How then, if women emerge so powerfully as leaders, were they excluded in Jewish law from certain leadership roles? If we look carefully we will see that women were historically excluded from two areas. One was the “crown of priesthood,” which went to Aaron and his sons. The other was the “crown of kingship,” which went to David and his sons. These were two roles built on the principle of dynastic succession. From the third crown – the “crown of Torah” – however, women were not excluded. There were prophetesses, not just prophets. The Sages enumerated seven of them (Megillah 14a). There have been great women Torah scholars always, from the Mishnaic period (Beruriah, Ima Shalom) until today.
At stake is a more general distinction. Rabbi Eliyahu Bakshi-Doron in his Responsa, Binyan Av, differentiates between formal or official authority (samchut) and actual leadership (hanhagah). There are figures who hold positions of authority – prime ministers, presidents, CEOs – who may not be leaders at all. They may have the power to force people to do what they say, but they have no followers. They excite no admiration. They inspire no emulation. And there may be leaders who hold no official position at all but who are turned to for advice and are held up as role models. They have no power but great influence. Israel’s prophets belonged to this category. So, often, did the gedolei Yisrael, the great Sages of each generation. Neither Rashi nor Rambam held any official position (some scholars say that Rambam was chief rabbi of Egypt but most hold that he was not, though his descendants were). Wherever leadership depends on personal qualities – what Max Weber called “charismatic authority” – and not on office or title, there is no distinction between women and men.

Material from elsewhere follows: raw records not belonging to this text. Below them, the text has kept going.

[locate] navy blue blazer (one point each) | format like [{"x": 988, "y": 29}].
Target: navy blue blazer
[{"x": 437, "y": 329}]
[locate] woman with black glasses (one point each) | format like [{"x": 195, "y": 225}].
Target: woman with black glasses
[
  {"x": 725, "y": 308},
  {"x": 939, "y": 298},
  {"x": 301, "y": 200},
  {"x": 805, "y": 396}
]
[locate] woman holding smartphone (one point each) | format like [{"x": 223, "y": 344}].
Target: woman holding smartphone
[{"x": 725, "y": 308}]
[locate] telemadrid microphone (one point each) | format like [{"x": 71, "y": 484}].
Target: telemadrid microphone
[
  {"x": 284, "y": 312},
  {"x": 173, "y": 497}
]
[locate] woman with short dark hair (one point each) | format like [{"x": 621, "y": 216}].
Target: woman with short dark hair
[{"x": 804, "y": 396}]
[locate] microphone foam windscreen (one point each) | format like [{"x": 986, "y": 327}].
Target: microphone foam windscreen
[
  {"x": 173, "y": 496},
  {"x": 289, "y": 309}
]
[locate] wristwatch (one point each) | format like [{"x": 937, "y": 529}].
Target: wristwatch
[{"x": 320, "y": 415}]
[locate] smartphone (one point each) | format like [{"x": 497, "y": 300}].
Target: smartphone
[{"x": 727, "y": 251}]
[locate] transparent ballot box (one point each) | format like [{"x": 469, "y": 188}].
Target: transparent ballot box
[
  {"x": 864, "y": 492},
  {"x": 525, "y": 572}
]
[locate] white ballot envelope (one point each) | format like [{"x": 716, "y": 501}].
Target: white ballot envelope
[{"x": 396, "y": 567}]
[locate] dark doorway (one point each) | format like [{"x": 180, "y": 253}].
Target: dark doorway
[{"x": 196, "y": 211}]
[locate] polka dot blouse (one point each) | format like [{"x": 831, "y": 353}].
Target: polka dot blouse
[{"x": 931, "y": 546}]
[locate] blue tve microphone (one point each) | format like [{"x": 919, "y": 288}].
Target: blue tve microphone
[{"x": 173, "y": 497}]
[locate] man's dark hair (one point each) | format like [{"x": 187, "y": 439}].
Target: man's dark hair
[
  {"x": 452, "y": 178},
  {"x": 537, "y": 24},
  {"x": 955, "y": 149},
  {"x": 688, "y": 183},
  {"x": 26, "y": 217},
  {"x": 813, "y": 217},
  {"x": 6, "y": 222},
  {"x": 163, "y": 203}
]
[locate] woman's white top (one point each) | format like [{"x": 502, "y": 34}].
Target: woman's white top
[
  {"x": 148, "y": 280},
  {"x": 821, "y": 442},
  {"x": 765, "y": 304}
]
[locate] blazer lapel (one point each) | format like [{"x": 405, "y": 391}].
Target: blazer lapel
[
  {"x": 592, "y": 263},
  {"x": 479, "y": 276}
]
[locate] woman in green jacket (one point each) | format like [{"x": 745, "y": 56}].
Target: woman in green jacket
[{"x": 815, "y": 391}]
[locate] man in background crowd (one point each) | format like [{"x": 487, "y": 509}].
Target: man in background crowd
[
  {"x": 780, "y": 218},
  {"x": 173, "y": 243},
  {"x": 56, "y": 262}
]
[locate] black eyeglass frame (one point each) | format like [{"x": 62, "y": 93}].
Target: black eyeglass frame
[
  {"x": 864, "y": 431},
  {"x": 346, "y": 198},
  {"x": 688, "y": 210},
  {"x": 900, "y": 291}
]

Yocheved, Miriam, Shifra, Puah, Tzipporah and Batya were leaders not because of any official position they held (in the case of Batya she was a leader despite her official title as a princess of Egypt). They were leaders because they had courage and conscience. They refused to be intimidated by power or defeated by circumstance. They were the real heroes of the Exodus. Their courage is still a source of inspiration today.